Filippo Pozzato was questioned for over two hours by the Italian Olympic Committee’s (CONI) anti-doping tribunal in Rome on Tuesday following the publication of allegations that he was a client of Dr. Michele Ferrari.
On emerging from the meeting, the Farnese Vini-Selle Italia rider described himself as calm and said that he would wait and see what action, if any, is taken by CONI.
“We spoke, they asked me a lot of things.

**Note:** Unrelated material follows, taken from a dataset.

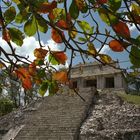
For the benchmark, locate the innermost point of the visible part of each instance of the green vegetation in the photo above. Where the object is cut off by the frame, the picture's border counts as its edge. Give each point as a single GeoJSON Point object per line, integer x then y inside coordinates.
{"type": "Point", "coordinates": [6, 106]}
{"type": "Point", "coordinates": [135, 99]}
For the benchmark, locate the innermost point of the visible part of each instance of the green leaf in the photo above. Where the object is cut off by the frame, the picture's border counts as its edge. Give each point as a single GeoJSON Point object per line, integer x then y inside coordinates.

I’m not the one who will judge so we’ll see what they tell me,” Pozzato told the ANSA news agency on leaving the meeting.
Pozzato was called before CONI after Saturday’s edition of La Repubblica published extracts from a telephone conversation intercepted by investigators from Padova in the summer of 2009, in which he allegedly speaks of working with Ferrari.
Ferrari was banned for life by the Italian Cycling Federation (FCI) on the back of rider testimony relating to his activities. In February 2002, the body announced that it would hand down suspensions of up to six months to riders who were found to have consulted with Ferrari.
Last week, the United States Anti-Doping Agency (USADA) formally charged Ferrari with doping, along with Lance Armstrong, Johan Bruyneel and three other trainers at the US Postal team. It is understood that some of their case has been built thanks to evidence from investigators in Padova.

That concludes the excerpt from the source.